Entitas mahasiswa
merupakan kumpulan individu dengan latar belakang etnis beragam, keragaman
etnis pada dasarnya merupakan hal lumrah, keragaman tersebut tidak hanya
terjadi dalam dunia mahasiswa, dalam sebuah entitas yang lebih besar maka aspek
heteroginitas juga semakin mencolok, keragaman etnis dalam dunia mahasiswa
sebenarnya merupakan potensi utama untuk melakukan interaksi lintas budaya
sehingga melahirkan pemahaman kebudayaan yang lebih luas, sebuah gambaran idel,
akan tetapi gambaran ideal tersebut seringkali tidak relevan dengan bahasa
realitas, pada tataran idealitas kita berharap keragaman etnis mampu dijadikan
modal dalam membangun pemahaman kebudayaan yang lebih komprehensif namun ruang
realitas justru menampilkan deskripsi
yang berbanding terbalik, perbedaan etnis secara tak sadar sering
dieksploitasi ke arah pertikaian yang paling merugikan, terdapat beberapa faktor laten yang menjadi penyebab sehingga
pertikaian etnis belum pernah benar – benar reda di lingkungan mahasiswa.
Salah kaprah
dalam memahami makna kehormatan diri, dalam setiap suku terdapat doktrin
tentang kewajiban menjaga harkat dan martabat diri, penodaan harga diri
dianggap sebagai perlakuan yang tidak bisa ditolerir sehingga pembalasan mesti
dilakukan agar kehormatan diri tidak tercoreng, doktrin tersebut masih dianut
secara kental oleh sebagian besar mahasiswa yang bergelut di perguruan tinggi, mereka
seakan lupa bahwa setiap etnis juga memiliki doktrin penghargaan terhadap orang
lain walaupun orang tersebut berbeda etnis dengannya, pada dasarnya doktrin
penghargaan terhadap kelompok lain merupakan tameng agar doktrin kehormatan
diri tidak dimaknai secara salah kaprah, dalam melakukan interaksi lintas
etnis/suku maka seharusnya doktrin penghargaan terhadap orang lain lebih
didahulukan dari penonjolan penghargaan diri, pada titik ini pula kita
seharusnya mampu memahami bahwa penghormatan akan muncul tatkala kita memiliki
kesanggupan untuk menghargai dan menghormati orang lain, kalaupun diri merasa
tercoreng tanpa alasan yang bisa diterima maka bentuk teknis pembalasan (jika
terpaksa harus melakukannya) mestinya ditransformasikan ke dalam bentuk
tindakan hukum yang sesuai dengan standar kebangsaan kita, bukan lagi dengan
tindakan main hakim sendiri sebab kita tidak lagi hidup dalam masa kesukuan.

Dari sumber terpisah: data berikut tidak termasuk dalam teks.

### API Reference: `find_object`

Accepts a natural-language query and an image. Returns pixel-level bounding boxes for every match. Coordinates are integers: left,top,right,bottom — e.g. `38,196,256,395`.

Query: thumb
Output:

Pembedaan secara tegas antara masalah pribadi yang tidak memiliki kaitan etnis dengan masalah etnis, dalam realitasnya berbagai konflik etnis sangat sering berawal dari masalah individu, masalah tersebut sebenarnya murni urusan individu dan tidak ada kaitannya dengan urusan etnis, masalahnya karena urusan individu juga sering dianggap seolah – olah sebagai masalah etnis, bisa dibayangkan jika setiap problem individu juga dianggap sebagai masalah etnis maka konflik antara etnis dalam lingkungan mahasiswa akan terus berlanjut, sebuah tindakan yang sanga tidak bijaksana, semestinya setiap individu yang terlibat masalah dengan individu lain memiliki kesadaran untuk menyelesaikan masalahnya tanpa perlu membawa nama suku, poinnya adalah kesadaran dan kemauan untuk membangun sebentuk relasi yang lebih manusiawi antara semua manusia yang ada.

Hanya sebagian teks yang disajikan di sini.